As autonomous driving technologies envelope the automotive field, the need to incorporate the next-generation of advanced sensors and systems creates a new set of problems for designers.
That’s according to Australian-born BMW designer Calvin Luk, speaking to media at the launch of the 2018 BMW X3 who admitted the technology required to make autonomous driving a reality is creating new design challenges.
At the moment, semi-autonomous functions like adaptive cruise control and emergency braking systems use a combination of radars, ultrasonic sensors and stereo cameras to detect cars in front and read line markings in the road.
Before the move to more advanced systems that allow drivers to hand over complete control of the car for extended periods of time, more complex sensory technologies including complex 360-degree Lidar scanners and additional cameras will need to be added.
Luk concedes the huge array of equipment is presenting problems for designers to integrate them neatly without compromising style and aerodynamics while ensuring they operate correctly in a wide variety of conditions.

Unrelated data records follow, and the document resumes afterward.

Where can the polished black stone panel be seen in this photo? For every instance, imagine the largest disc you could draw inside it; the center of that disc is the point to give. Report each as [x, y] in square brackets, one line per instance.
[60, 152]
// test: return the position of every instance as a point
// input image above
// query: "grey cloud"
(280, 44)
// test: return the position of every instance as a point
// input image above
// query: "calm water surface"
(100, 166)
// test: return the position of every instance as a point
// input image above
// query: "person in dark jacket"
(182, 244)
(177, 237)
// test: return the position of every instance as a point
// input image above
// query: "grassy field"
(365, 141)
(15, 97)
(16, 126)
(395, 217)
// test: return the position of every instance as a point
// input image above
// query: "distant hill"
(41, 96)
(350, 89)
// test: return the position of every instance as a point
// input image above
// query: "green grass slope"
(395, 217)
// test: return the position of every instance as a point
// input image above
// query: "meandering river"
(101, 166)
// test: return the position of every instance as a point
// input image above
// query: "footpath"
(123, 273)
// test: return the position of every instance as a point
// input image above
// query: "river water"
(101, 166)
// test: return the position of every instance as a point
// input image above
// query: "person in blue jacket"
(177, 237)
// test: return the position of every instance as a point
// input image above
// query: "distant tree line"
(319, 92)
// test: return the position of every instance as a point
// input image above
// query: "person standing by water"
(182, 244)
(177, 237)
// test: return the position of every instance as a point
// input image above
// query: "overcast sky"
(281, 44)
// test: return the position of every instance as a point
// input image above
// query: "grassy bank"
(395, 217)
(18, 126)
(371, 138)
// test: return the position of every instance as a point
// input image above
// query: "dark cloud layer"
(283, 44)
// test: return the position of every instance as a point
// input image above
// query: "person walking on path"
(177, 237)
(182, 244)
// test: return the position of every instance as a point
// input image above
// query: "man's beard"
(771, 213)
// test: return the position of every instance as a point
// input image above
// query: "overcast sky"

But he sees that as a challenge where designers work even closer with engineers in the future.
"I think with any radar system it presents a new avenue for problem solving," he told TMR.
"It’s no good having a car, from a design standpoint, where we can’t integrate the functions without making it look super cool. We’re always going back and forth between engineering and design trying to find the best position from both sides.”

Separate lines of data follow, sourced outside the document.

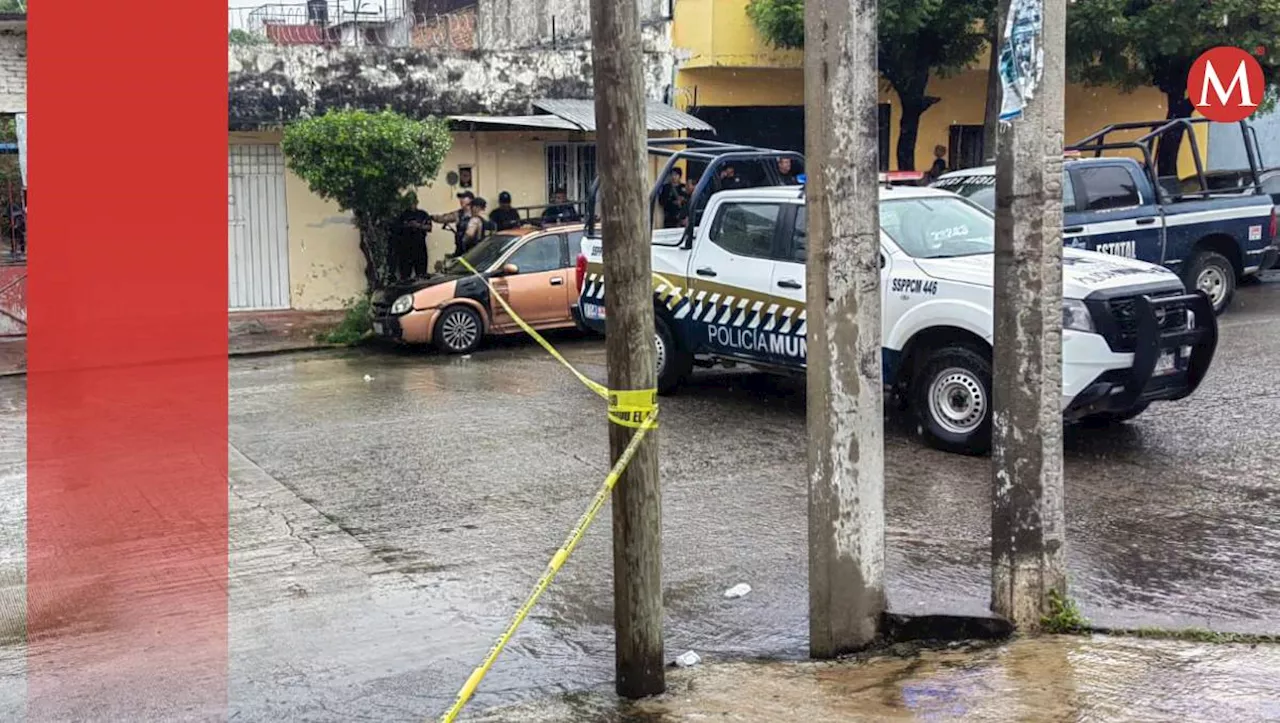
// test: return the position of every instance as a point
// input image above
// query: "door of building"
(257, 232)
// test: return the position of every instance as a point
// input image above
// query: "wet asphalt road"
(384, 530)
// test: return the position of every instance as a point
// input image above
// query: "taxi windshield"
(938, 227)
(484, 254)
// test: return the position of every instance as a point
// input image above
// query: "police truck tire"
(1214, 274)
(951, 396)
(673, 364)
(458, 330)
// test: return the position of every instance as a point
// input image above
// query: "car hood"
(393, 292)
(1083, 271)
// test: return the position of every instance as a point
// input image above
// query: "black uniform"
(503, 219)
(410, 243)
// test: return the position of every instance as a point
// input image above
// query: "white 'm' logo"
(1240, 78)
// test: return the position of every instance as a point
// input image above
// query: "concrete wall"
(272, 85)
(534, 23)
(13, 71)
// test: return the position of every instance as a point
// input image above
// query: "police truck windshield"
(938, 227)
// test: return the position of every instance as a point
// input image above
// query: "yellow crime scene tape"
(631, 408)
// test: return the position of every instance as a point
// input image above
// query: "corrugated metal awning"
(658, 115)
(552, 122)
(580, 115)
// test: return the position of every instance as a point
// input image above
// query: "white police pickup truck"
(734, 292)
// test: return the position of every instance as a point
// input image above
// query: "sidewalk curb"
(247, 353)
(284, 351)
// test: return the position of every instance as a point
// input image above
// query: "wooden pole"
(1028, 538)
(846, 426)
(620, 118)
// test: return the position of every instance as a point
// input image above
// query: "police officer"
(458, 219)
(475, 227)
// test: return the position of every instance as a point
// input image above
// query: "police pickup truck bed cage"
(1170, 190)
(533, 215)
(712, 156)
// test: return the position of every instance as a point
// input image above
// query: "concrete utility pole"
(1028, 539)
(620, 118)
(846, 428)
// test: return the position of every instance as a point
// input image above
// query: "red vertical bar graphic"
(127, 361)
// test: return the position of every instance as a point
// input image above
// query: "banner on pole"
(1022, 56)
(21, 122)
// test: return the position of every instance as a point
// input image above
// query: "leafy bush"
(781, 22)
(243, 37)
(368, 163)
(353, 328)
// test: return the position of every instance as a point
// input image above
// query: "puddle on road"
(1047, 678)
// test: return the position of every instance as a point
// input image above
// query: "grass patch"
(356, 325)
(1064, 616)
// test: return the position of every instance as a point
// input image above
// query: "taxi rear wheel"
(951, 397)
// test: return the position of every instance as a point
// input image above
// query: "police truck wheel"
(1212, 273)
(951, 397)
(458, 330)
(672, 362)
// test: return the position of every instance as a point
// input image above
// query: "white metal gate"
(257, 232)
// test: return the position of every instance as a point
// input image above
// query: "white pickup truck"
(734, 292)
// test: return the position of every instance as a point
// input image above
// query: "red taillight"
(580, 270)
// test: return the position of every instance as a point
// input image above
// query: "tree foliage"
(1153, 42)
(781, 22)
(917, 40)
(368, 163)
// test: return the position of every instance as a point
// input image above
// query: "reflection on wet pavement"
(1048, 678)
(383, 531)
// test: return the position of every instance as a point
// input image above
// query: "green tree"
(369, 164)
(1153, 42)
(917, 40)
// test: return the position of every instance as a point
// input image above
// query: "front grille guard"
(1152, 341)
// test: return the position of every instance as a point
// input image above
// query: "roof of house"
(580, 115)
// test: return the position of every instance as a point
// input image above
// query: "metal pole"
(620, 114)
(846, 429)
(1028, 540)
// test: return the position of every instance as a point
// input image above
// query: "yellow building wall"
(720, 33)
(730, 64)
(325, 265)
(963, 103)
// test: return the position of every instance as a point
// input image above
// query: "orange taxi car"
(531, 269)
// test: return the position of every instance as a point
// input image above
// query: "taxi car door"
(539, 291)
(730, 279)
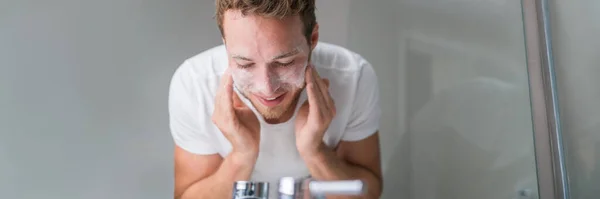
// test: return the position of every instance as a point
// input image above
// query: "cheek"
(242, 77)
(294, 75)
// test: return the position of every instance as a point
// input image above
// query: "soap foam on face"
(285, 78)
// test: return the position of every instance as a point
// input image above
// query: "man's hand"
(314, 116)
(237, 122)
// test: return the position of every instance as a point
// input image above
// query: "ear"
(314, 38)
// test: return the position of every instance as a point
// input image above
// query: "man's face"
(267, 59)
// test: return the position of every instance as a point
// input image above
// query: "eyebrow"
(281, 56)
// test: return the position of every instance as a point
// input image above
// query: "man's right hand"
(236, 121)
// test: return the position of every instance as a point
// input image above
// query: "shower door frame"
(549, 148)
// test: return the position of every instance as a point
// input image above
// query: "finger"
(313, 102)
(330, 101)
(322, 90)
(319, 105)
(226, 102)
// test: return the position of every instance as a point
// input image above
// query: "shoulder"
(342, 66)
(200, 73)
(333, 57)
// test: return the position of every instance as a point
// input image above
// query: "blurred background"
(84, 85)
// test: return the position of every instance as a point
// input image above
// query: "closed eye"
(244, 66)
(286, 64)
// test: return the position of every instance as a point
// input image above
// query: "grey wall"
(84, 94)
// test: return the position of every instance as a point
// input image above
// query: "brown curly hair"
(271, 8)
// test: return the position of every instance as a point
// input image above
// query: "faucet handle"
(338, 187)
(250, 190)
(295, 188)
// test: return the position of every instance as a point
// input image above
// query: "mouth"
(271, 101)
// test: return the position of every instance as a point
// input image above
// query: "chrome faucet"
(298, 188)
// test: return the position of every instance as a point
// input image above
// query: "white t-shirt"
(353, 87)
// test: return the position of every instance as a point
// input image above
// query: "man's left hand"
(315, 115)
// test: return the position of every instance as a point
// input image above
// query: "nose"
(269, 81)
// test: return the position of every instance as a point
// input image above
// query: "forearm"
(326, 165)
(235, 167)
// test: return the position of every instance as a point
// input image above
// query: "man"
(272, 102)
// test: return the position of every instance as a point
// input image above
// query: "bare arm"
(208, 176)
(352, 160)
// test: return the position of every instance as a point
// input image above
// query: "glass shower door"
(466, 101)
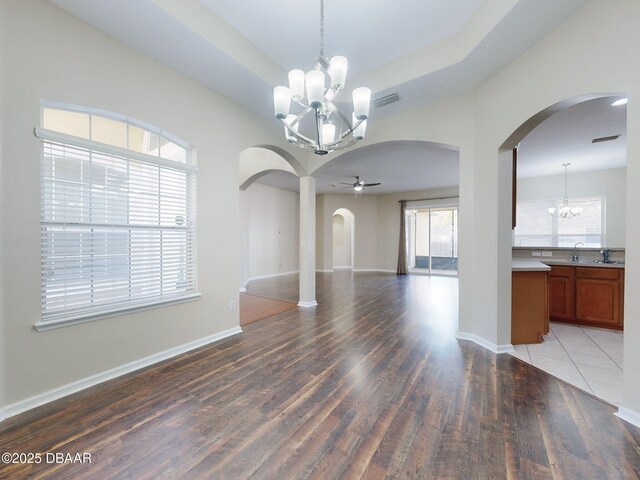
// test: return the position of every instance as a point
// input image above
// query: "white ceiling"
(426, 50)
(369, 33)
(399, 166)
(566, 137)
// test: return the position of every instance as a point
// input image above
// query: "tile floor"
(588, 358)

"The Germans are very precise about their engineering strengths, and problems like the vision angle of the radar and how does that affect its functionality, can it capture all the information it needs, and how can I integrate it into the design without compromising its performance – that is our next challenge.”
"We take all of that into account. We’re going to make it look good, and perhaps they can become a design element."
While integrating the additional equipment into new vehicles in a way that is both functional and pleasing to the eye is one challenge, Luk also sees a huge opportunity within emerging future technologies that could potentially allow vehicles to change shape and colour depending on their driving status.
BMW showcased this thinking with its Next 100 concept car as part of its centennial celebrations earlier this year.
"I think it will be a huge change in design," he said.
"BMW’s heart and soul is in the joy of driving, so it will be interesting how we play with those elements between the autonomous functionality and the driving character of the car. I think the 100 Year show car addresses that in some regard.”
"But anything is possible - The car could come alive through its surfaces. It's an exciting time to be involved in car design."